In their motion filed in the U.S. District Court for the District of Columbia, federal prosecutors said they would file separate motions-to-vacate in “similar” Jan. 6 cases.
Those cases involve four other Oath Keepers—Roberto Minuta, Edward Vallejo, David Moerschel, and Joseph Hackett—along with Proud Boys members Ethan Nordean, Joseph Biggs, Zachary Rehl, and Dominic Pezzola.
The Proud Boys group has said it is open to men who are “gay or straight,” and of all races and religions who support Western values that created the modern world.
After being sworn in as the 47th president in 2025, President Donald Trump granted full pardons to about 1,500 people who faced Jan. 6 charges.
However, he stopped short of pardoning 14 defendants who were Oath Keepers and Proud Boys.
He instead commuted their sentences, leaving their convictions still standing.
Cases involving 12 of those defendants are part of the motion that U.S. Attorney Jeanine Pirro signed on April 14.
The remaining two defendants who had not received pardons include Oath Keeper associate Thomas Caldwell, who received a delayed presidential pardon in March 2025. The other is former Proud Boy Jeremy Bertino, who admitted guilt and served as a prosecution witness against other Proud Boys.
If the Washington appeals court vacates the convictions as requested, prosecutors then would move to dismiss the cases “with prejudice,” Pirro wrote.
That specification would permanently bar prosecutors from refiling the charges.
Since 1977, the U.S. Supreme Court has “recognized that appellate courts have authority” to take the action Pirro has requested, the filing said.
Some members of the Oath Keepers and Proud Boys did receive pardons, including former Proud Boys national chairman Henry “Enrique” Tarrio. He had been convicted of seditious conspiracy and other charges that brought a 22-year sentence—the longest meted out to any Jan. 6 defendant.

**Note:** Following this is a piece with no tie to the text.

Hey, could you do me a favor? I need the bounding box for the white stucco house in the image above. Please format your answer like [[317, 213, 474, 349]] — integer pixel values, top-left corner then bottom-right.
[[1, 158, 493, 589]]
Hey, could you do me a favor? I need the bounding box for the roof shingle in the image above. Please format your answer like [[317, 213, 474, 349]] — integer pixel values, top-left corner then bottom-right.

Last year, Tarrio, Biggs, Rehl, Nordean, and Pezzola filed a $100 million civil lawsuit against the federal government, alleging prosecutors violated their constitutional rights.
Nicholas Smith, an attorney who represents Nordean, expressed gratitude to the Justice Department for its “wise decision” in seeking dismissal of the convictions.
“We don’t want a precedent that says that any physical confrontation between protesters and law enforcement means a crime akin to treason, such as seditious conspiracy,” Smith said.
However, former Metropolitan Police Officer Michael Fanone, who suffered a heart attack after a rioter shocked him with a stun gun on Jan. 6, spoke out against the Justice Department’s motion to throw out the convictions.
“I would remind Americans that these were traitors to this country,” Fanone said. “They planned, incited, and carried out an insurrection.”
In a post on X, John Strand, a Jan. 6 defendant and conservative activist, said the government’s move constituted “exoneration” for defendants who were “entrapped and crushed by an evil, weaponized government.”